Art has always been a part of my life. From the age of two when I drew my first detailed flower until today as I show in exhibits and online, art has always been a constant in my life. The thesis I wrote for my Master's degree was on the birth of iconography in the Christian church. And this merged my two passions, art and spirituality. In art I find something deep and meaningful, spirituality at its purest.
I was born in Idaho in 1972, but my family moved to California shortly thereafter. My mother, an artist, instilled in me creativity and a love for art. My father taught me much about being a craftsman and that no project was too big or small that could not be accomplished with hard work and ingenuity. I was raised in a Christian household which helped to shape my outlook on life and spirituality.
In 1996, I graduated from Point Loma Nazarene Univeristy with a degree in Philosophy and Religion with an emphasis in Biblical studies. Biblical themes often play a roll in my artwork. Unable to settle my personal philosophy with the teaching of the Christian denomination I was attending I continued to search for meaning and truth.
In 2001, I graduated from George Fox Evangelical Seminary with a Master of Arts in Theological Studies with an emphasis in Church History. My Master's thesis was the development and use of Iconography in the Pre Constantine Church. I could not escape my love for art and during the research my eyes were opened to my true calling, being an artist.
In 2004, I moved back to Idaho and dedicated myself to being an artist.
I have spend the last 15 years studying and practicing art as a "self-taught" artist. I read, I paint, I show. Through my reading I have become acquainted with Western Art history, Asian art history, Ancient art, Masters from around the world and throughout time. Through my painting, I have developed my own style and explored many different mediums. Through my shows, I have sold many works, and learned much about what the world thinks about art.
At many shows the first thing I often hear is: "I love your colors!" I do use many bright colors in my work. Art should stop the eye and alert the mind that there is something to see. And then casually bring the observer into a deeper place. I find creating art is often meditation for me. My spirituality shapes my artwork. It shapes how I approach the canvas or page, what forms and colors I use and what story I try to convey with the finish product. To understand my art, one must take time to meditate on it. They are not pretty pictures with bright colors to be admired, but images for contemplation.
Please take some time to view my galleries, find the one or two images which arrest your attention. Then spend some time with them. And if you want, buy them for continued exploration.
My artwork is an exention of my spirituality.
I do believe in something greater than myself. I do not like to use the word god. I find that it often brings up many preconceived ideas of what I may be talking about which then hampers the conversation and creates useless obstacles to meaningful dialogue. I prefer to use the term spirit. This term is must better suited to capture the meaning behind the feeling. Spirit is the breath of life. Spirit is the breath of god blowing across the mountains and plains. Spirit is breath and wind, the motion which gives us life. Spirit is not stilled and is not contained. When one stops breathing, their spirit passes on. There is no ending, only transformation.

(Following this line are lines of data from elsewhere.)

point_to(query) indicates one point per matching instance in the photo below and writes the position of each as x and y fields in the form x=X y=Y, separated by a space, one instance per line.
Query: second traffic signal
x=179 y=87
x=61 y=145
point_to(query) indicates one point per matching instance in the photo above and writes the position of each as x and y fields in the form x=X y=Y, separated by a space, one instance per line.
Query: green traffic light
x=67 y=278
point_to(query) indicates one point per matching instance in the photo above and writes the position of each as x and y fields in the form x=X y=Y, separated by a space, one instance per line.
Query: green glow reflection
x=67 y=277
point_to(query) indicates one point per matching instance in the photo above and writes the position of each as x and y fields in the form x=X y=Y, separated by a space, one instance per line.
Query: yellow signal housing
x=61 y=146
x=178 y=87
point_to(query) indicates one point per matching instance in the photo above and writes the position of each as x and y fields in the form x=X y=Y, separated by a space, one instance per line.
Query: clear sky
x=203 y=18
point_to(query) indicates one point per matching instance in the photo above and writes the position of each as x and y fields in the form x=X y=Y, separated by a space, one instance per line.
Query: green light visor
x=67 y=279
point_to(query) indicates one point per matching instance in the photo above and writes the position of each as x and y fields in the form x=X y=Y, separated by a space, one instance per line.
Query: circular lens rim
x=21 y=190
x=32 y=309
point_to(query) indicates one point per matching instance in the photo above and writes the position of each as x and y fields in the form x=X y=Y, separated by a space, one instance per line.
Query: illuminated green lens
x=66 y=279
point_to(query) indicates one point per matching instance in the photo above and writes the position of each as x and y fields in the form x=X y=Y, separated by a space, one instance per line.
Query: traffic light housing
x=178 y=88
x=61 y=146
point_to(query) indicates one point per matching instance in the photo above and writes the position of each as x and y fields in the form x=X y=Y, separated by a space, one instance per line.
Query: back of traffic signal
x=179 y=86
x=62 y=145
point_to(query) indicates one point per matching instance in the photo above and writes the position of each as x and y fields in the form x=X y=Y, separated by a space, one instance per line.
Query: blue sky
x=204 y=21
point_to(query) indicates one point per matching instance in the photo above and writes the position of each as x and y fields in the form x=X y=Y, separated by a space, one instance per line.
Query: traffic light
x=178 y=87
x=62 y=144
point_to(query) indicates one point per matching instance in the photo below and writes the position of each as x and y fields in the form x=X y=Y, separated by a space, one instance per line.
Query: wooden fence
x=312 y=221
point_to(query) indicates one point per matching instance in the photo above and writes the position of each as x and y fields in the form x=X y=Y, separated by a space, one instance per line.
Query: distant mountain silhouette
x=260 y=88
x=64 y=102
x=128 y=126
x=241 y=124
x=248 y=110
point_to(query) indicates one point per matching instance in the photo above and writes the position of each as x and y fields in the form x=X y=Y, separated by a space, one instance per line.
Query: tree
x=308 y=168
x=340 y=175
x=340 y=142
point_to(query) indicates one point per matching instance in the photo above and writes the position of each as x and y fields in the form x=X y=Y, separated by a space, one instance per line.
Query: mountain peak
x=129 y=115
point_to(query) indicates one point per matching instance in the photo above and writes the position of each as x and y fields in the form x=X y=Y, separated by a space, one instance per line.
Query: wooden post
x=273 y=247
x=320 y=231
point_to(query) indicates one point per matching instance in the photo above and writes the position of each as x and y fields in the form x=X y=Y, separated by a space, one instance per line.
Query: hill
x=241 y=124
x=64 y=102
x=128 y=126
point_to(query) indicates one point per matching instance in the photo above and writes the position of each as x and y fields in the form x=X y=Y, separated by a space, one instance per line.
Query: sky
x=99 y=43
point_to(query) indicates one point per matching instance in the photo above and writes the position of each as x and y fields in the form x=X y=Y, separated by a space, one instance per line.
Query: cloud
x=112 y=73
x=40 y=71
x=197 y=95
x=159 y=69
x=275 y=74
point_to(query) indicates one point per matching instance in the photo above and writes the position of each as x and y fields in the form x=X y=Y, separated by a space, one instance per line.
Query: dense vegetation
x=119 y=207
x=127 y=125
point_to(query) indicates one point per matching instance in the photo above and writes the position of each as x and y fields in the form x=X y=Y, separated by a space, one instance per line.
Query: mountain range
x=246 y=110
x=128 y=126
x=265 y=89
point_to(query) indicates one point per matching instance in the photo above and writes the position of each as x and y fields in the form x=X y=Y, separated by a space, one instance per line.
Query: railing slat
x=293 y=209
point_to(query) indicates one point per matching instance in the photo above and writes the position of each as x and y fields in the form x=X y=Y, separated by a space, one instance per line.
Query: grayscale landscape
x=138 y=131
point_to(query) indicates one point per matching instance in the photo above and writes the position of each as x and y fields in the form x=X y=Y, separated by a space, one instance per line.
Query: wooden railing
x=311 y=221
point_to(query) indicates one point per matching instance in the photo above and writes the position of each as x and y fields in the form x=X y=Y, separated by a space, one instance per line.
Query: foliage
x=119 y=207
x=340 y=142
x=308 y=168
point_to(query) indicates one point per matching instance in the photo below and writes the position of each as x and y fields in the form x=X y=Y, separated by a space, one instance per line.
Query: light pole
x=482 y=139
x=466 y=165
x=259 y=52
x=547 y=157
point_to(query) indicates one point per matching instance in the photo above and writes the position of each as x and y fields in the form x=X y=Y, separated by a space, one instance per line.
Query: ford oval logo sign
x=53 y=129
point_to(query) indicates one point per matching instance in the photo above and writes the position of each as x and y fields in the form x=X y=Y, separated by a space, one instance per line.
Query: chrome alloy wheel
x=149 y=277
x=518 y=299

In my life I see this as an interconnectedness of all things. Spirit moves through all and connects all. To be disconnected is to loose an essential part of who I am. My artwork springs from this connection. It captures a moment in time, an experience, an emotion, something which we may all share at some point. Through it I explore what it means to be connected. Often this takes shape in abstract or symbolic ways. I find the use of abstraction more freeing to express the intangable of the interconnectedness of spirit. When creating I often begin or move through a time of meditation. As I look at a piece in development I see the colors, the lines, the shapes coming to be. Sometimes it floods out like an epiphany, other times it takes many sessions with the piece before it is all revealed. And with most pieces there comes a time when I absolutely hate it. That is how I know I am on the right track with it. Change is hard, it inspires hate. When I hate a piece I know I am going through an internal change which was provoked by the piece. It also means I am close to finishing it. Once I settle the dislike for state I/the piece am in then a resolution comes quickly and the paint flows. As you look at my artwork, see the connection. See the struggle. And perhaps it may connect us at a deeper level, spirit willing.